Consolidated Container Company (CCC) said its acquisition by affiliates of Bain Capital Partners LLC will provide the platform to expand its capabilities and customer base.
Terms of the agreement were not disclosed but the deal is expected to close during the third quarter of 2012.
CCC has 59 manufacturing facilities and 2,100 employees serving markets including dairy, beverage and food.
Four billion bottles annually
The firm claim to design, produce, and deliver more than four billion bottles annually from high density polyethylene (HDPE), polyethylene terephthalate (PET), polypropylene (PP) and polycarbonate (PC).
Bain Capital purchased CCC from Vestar Capital Partners, who bought 51% of Suiza Foods Corporation plastics operations in 1999, forming the Consolidated Container Company.
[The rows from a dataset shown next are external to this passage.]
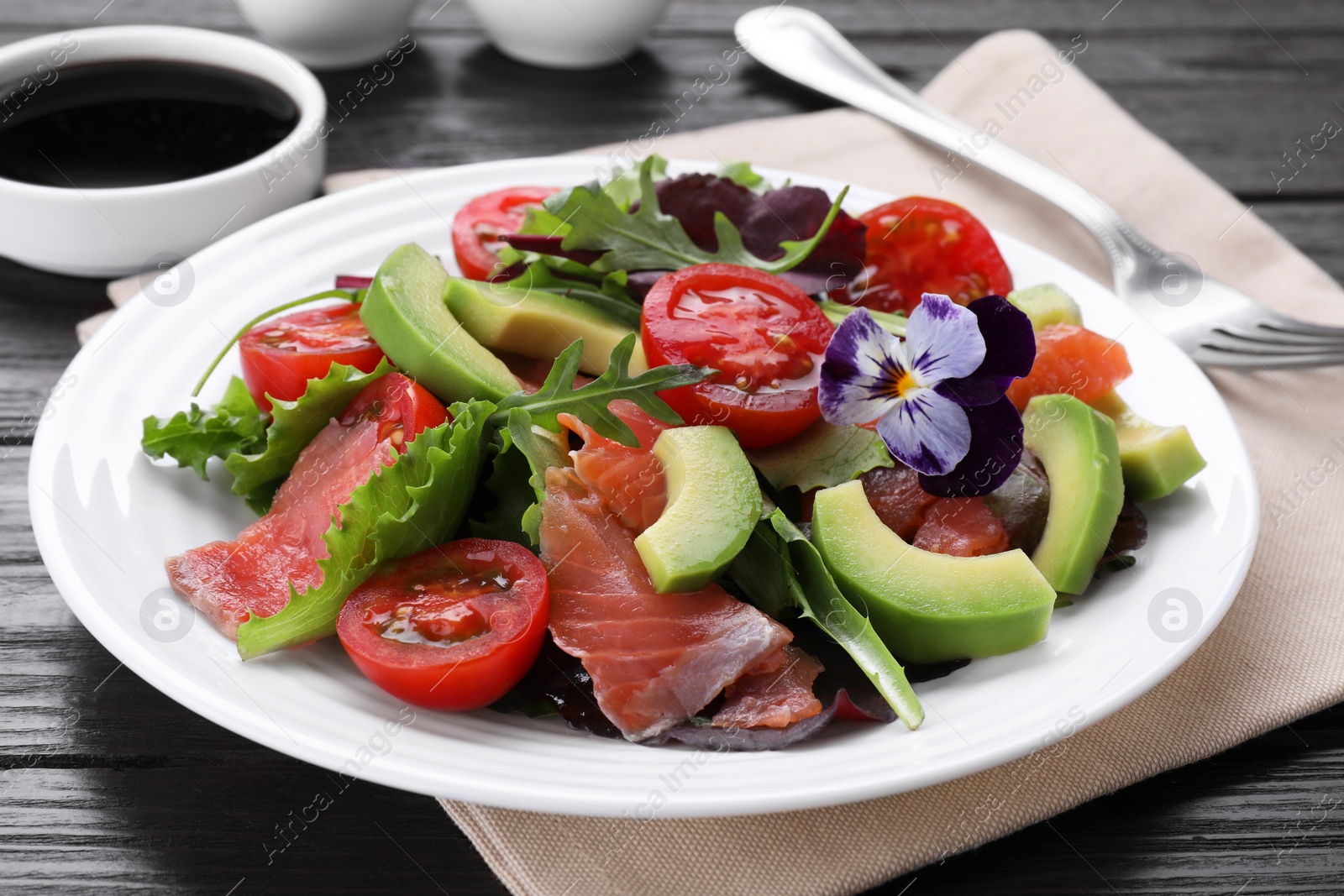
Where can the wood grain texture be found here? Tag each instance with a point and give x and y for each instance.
(108, 786)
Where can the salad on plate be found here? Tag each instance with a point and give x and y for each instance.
(672, 458)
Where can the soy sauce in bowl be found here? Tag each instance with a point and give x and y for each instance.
(139, 123)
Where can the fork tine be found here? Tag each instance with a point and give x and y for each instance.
(1278, 338)
(1284, 324)
(1236, 356)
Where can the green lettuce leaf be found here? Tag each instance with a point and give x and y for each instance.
(517, 479)
(413, 504)
(783, 574)
(194, 437)
(651, 241)
(591, 402)
(822, 456)
(259, 473)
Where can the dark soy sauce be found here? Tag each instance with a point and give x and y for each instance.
(129, 123)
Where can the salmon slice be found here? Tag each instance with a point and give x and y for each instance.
(897, 499)
(774, 694)
(961, 527)
(655, 658)
(628, 479)
(230, 580)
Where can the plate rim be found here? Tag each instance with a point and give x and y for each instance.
(192, 696)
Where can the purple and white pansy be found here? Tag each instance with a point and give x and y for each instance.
(937, 396)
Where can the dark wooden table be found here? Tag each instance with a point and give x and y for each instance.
(108, 785)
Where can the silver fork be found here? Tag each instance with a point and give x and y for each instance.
(1222, 328)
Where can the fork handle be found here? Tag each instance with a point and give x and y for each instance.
(806, 47)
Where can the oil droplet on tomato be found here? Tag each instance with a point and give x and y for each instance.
(438, 613)
(748, 338)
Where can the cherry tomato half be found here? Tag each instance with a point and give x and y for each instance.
(920, 244)
(398, 403)
(764, 336)
(450, 627)
(479, 223)
(281, 355)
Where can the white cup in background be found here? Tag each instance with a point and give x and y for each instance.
(331, 34)
(568, 34)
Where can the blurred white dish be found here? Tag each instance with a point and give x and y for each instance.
(568, 34)
(121, 230)
(329, 34)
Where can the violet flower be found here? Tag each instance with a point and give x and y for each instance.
(938, 396)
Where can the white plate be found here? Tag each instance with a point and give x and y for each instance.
(107, 517)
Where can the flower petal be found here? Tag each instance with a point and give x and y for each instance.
(859, 374)
(942, 340)
(927, 432)
(1010, 352)
(994, 453)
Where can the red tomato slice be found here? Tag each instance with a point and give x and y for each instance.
(281, 355)
(920, 244)
(396, 403)
(479, 223)
(450, 627)
(764, 336)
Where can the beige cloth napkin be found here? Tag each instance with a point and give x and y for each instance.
(1276, 654)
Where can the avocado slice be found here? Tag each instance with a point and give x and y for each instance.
(1081, 454)
(533, 322)
(1155, 459)
(1046, 305)
(405, 312)
(712, 506)
(929, 607)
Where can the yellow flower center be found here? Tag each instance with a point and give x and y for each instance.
(904, 385)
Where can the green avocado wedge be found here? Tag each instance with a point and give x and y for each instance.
(712, 506)
(405, 312)
(533, 322)
(1155, 459)
(929, 607)
(1081, 454)
(1045, 305)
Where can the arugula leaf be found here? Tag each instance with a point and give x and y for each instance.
(625, 187)
(591, 402)
(194, 437)
(651, 241)
(822, 456)
(517, 481)
(259, 473)
(413, 504)
(783, 574)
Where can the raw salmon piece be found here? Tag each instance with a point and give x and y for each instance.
(655, 658)
(645, 426)
(1073, 360)
(228, 580)
(774, 694)
(897, 499)
(629, 479)
(961, 527)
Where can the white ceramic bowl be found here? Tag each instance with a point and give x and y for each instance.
(329, 34)
(570, 34)
(123, 230)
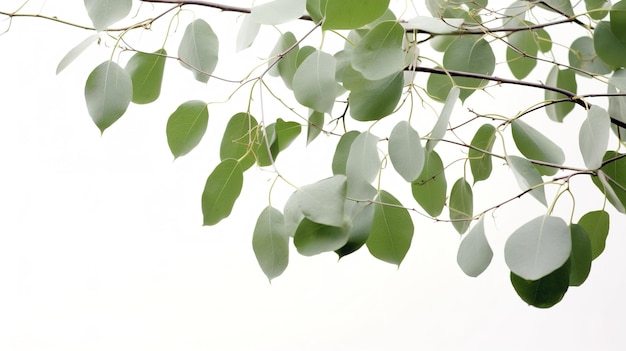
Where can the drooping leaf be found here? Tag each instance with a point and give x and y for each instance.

Jeffrey Greene, chief executive officer of Consolidated Container Company, said: “We are very proud of the customer solutions we provide, and of our ability to understand and respond to the needs of customers with innovative solutions and reliable processes.
“With the support and resources of Bain Capital, we are excited to continue to expand our capabilities and customer base through investment in product development, technology, greenfield facilities and acquisitions.”
Support future growth
Seth Meisel, a managing director at Bain Capital, said: “We are very excited to be partnering with CCC and its management team to support the company in its future growth.
“We are impressed by the success CCC has demonstrated in offering solutions that deliver a high level of customer satisfaction, its industry-leading design and R&D capabilities, and its well-run manufacturing network.“
James P. Kelley, a managing director at Vestar Capital Partners, said: “Over the past several years, CCC has made significant progress developing clear leadership positions in its core North American markets.
“We are grateful for management’s commitment and value our partnership with them. Bain Capital’s new investment will enable CCC to build on its progress.”